Мы плотно закутались в свои платья и сели в сани. Через полчаса послышался лай собак, приблизительно за четыре или за пять верст от нас. Этот лай слышался из деревни Руис.
Пространство, отделившее нас от нее, мы проехали за три четверти часа, идя шагом. Ямщик боялся потерять дорогу, от которой не оставалось никакого следа. Каждую минуту он останавливался, чтобы осмотреться. К счастью, лай собак указывал направление, по мере того, как мы приближались, этот лай усиливался, с удивительным чутьем полудиких животных они почуяли нас за целую милю.
Но вот показались черные линии — это были деревенские заборы. Мы торопили ямщика, который уже не боялся заблудиться, но мог запросто опрокинуть нас в какой-нибудь овраг.
Все обошлось благополучно. Сани остановились перед чем-то, похожим на гостиницу, стоявшую как часовой у дороги, ямщик дал знать, и хозяин вышел с пылавшей головнею в руке. Мы замерзли, несмотря на свои тулупы, и поспешили пойти в дом.
Лучше сразу извиниться, что я назвал домом какой-то сарай, навес, чулан, неказистый внешне, отвратительный внутри. Сарай был освещен ярким пламенем в камине, свет этого огня обозначал предметы так неопределенно, что их с первого взгляда невозможно было распознать.
Это были кожи буйволов, наваленные в углу, сушеная рыба, куски копченого мяса, висевшие как попало под потолком вместе с сальными свечами, наполовину пустые бурдюки, топленое сало, капавшее из сосудов на пол, гнилые рогожи, служившие постелями для ямщиков, никогда не полоскаемые стаканы и еще что-то непонятное, без формы и без названия.

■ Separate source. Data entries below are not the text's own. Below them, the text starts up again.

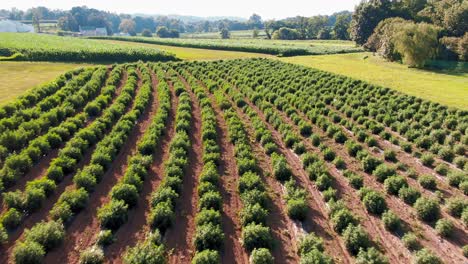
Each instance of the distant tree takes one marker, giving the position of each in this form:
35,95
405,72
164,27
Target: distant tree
255,21
366,17
128,26
417,43
286,33
36,18
315,24
225,34
324,33
255,33
340,29
164,32
146,33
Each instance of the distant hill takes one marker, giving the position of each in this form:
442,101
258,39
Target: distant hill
189,19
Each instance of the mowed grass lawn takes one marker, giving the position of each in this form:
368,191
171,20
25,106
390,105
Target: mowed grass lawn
17,77
445,88
195,54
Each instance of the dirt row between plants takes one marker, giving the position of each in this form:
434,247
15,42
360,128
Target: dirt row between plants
406,159
451,250
40,169
179,238
233,251
82,230
137,226
377,232
35,217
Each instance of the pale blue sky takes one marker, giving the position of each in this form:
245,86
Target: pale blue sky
243,8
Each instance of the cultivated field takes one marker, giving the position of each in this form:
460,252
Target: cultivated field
18,77
448,87
227,161
36,47
272,47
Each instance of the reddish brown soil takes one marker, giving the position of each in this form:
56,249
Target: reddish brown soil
407,159
81,232
377,232
449,250
233,251
285,232
35,217
317,219
137,228
179,240
38,170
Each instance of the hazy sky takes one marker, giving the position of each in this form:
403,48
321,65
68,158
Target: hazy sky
242,8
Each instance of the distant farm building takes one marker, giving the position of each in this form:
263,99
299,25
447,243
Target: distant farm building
92,31
7,25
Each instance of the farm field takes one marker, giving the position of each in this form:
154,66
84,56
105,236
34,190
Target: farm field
193,53
448,88
272,47
36,47
18,77
226,161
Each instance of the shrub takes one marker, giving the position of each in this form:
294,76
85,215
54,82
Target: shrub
328,154
211,200
256,236
427,159
323,182
382,172
144,252
261,256
390,155
428,182
208,236
442,169
456,205
315,256
28,252
371,256
162,216
355,238
394,184
425,256
374,202
297,209
342,219
410,241
409,195
391,221
113,215
310,242
125,192
339,163
253,214
369,164
48,234
206,257
11,219
93,255
427,209
356,181
105,238
444,228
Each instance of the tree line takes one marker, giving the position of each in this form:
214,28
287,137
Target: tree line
412,31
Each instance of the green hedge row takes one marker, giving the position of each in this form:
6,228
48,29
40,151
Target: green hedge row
34,96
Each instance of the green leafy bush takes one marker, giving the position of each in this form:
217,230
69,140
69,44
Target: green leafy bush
256,236
427,209
444,228
113,214
355,238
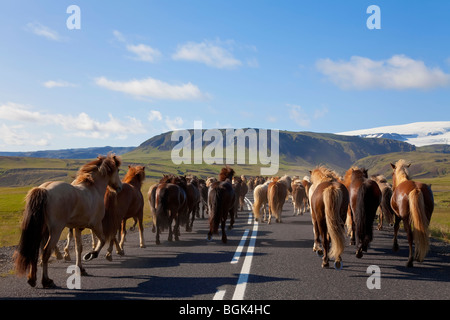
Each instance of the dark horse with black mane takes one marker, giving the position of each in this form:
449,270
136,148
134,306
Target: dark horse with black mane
365,197
170,202
221,201
413,203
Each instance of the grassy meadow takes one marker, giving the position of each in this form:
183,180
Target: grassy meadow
19,175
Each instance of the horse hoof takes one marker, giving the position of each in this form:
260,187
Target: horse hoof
32,282
90,255
48,284
338,265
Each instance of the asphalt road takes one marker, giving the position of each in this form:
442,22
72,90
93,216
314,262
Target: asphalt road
259,262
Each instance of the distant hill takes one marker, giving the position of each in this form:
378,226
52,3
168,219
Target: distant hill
417,133
77,153
299,152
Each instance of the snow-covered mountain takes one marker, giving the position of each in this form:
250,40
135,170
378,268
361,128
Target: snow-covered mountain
417,133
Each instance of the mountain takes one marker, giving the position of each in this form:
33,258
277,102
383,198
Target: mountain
417,133
77,153
299,152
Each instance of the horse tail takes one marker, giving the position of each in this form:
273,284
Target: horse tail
359,214
215,211
33,228
332,199
385,205
162,216
420,223
257,203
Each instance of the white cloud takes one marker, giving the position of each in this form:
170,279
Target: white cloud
206,52
398,72
16,136
17,112
153,88
43,31
299,115
142,52
57,84
175,123
154,115
81,125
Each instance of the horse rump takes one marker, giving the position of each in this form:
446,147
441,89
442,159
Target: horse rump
33,229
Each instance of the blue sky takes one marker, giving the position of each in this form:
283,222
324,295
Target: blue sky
139,68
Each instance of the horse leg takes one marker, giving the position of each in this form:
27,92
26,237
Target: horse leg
224,235
119,250
78,250
123,232
98,230
49,247
395,246
66,248
317,244
157,234
409,234
141,231
326,249
109,250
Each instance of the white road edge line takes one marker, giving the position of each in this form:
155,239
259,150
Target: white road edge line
245,271
240,247
219,295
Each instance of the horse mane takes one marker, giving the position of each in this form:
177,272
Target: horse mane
226,173
102,165
401,171
379,178
358,172
322,173
178,180
135,175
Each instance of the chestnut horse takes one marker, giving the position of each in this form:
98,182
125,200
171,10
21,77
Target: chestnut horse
277,193
413,203
129,203
365,197
53,206
193,201
386,212
170,203
260,200
222,202
299,199
329,202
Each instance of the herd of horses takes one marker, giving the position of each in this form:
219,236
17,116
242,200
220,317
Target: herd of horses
98,200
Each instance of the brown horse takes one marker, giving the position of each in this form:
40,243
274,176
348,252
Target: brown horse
129,203
365,197
193,201
170,203
299,199
260,200
413,203
203,189
55,205
276,196
329,202
243,193
221,201
386,212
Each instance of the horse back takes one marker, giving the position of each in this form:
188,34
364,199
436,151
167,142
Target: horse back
400,196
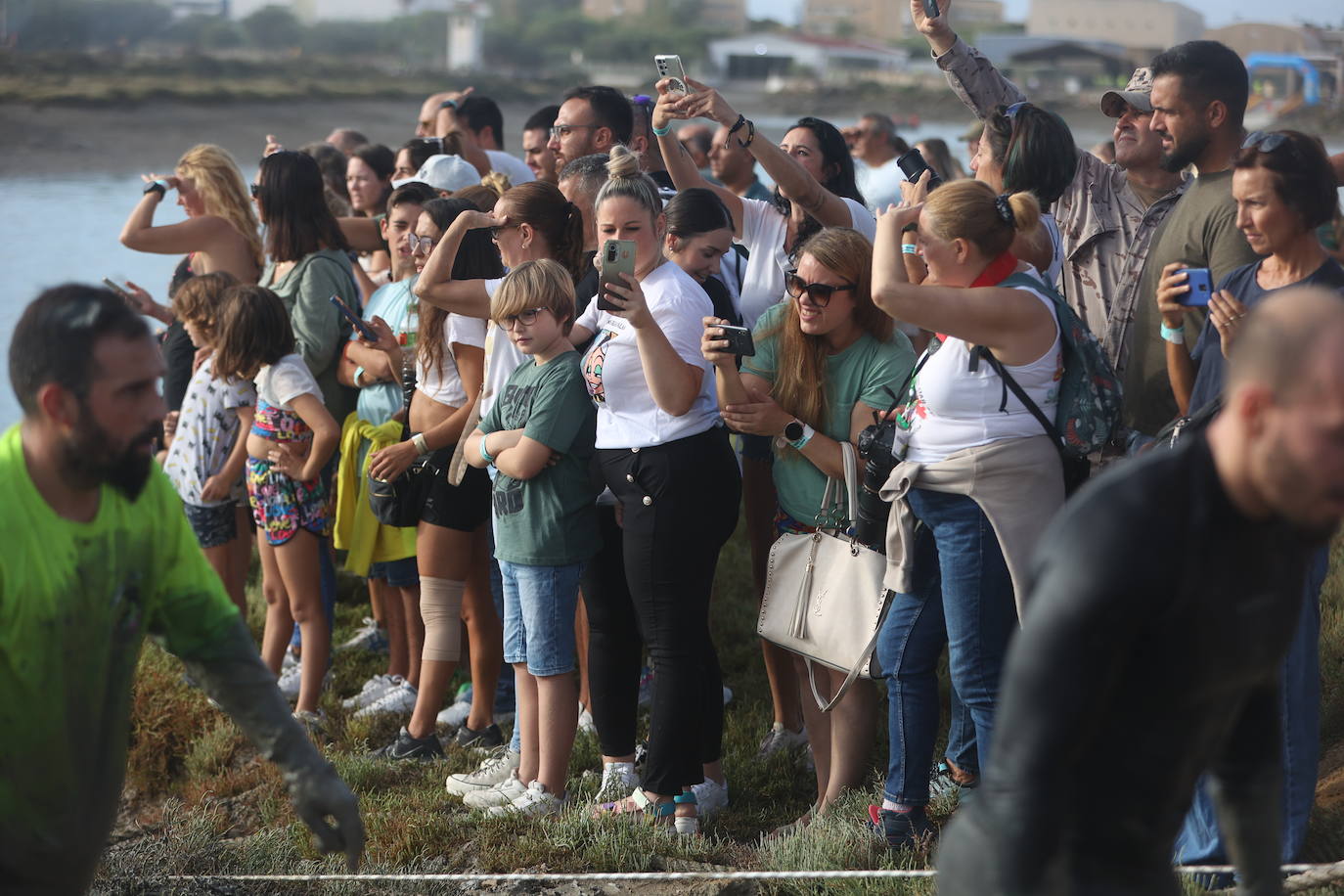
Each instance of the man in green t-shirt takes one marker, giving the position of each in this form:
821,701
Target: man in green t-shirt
97,554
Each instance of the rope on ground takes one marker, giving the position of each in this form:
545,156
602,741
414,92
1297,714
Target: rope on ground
1304,876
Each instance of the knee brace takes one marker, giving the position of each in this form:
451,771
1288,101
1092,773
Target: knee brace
441,608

В это-то жилище нам надо было войти, ходить по этому грязному полу, на котором никак не отразился мороз, дышать этим затхлым запахом, составляющим смесь из двадцати запахов, вызывающих тошноту. Нам предстояло сидеть на этой соломе или, вернее, на этом навозе, преодолеть отвращение, победить омерзение, заткнуть себе нос, закрыть глаза и, наконец, стать лицом к лицу с чем-то гораздо худшим, чем самая опасность.
Первая наша забота состояла в том, чтобы осведомиться, каким образом можно заполучить лошадей или быков.
Похожий на мясника хозяин в платье, покрытом кровавыми пятнами, вышел из-за прилавка и толкнул несколько раз ногой в какой-то бесформенный предмет, растянувшийся на земле. Предмет этот одушевился и, жалобно пробормотав что-то, впал в ту же неподвижность.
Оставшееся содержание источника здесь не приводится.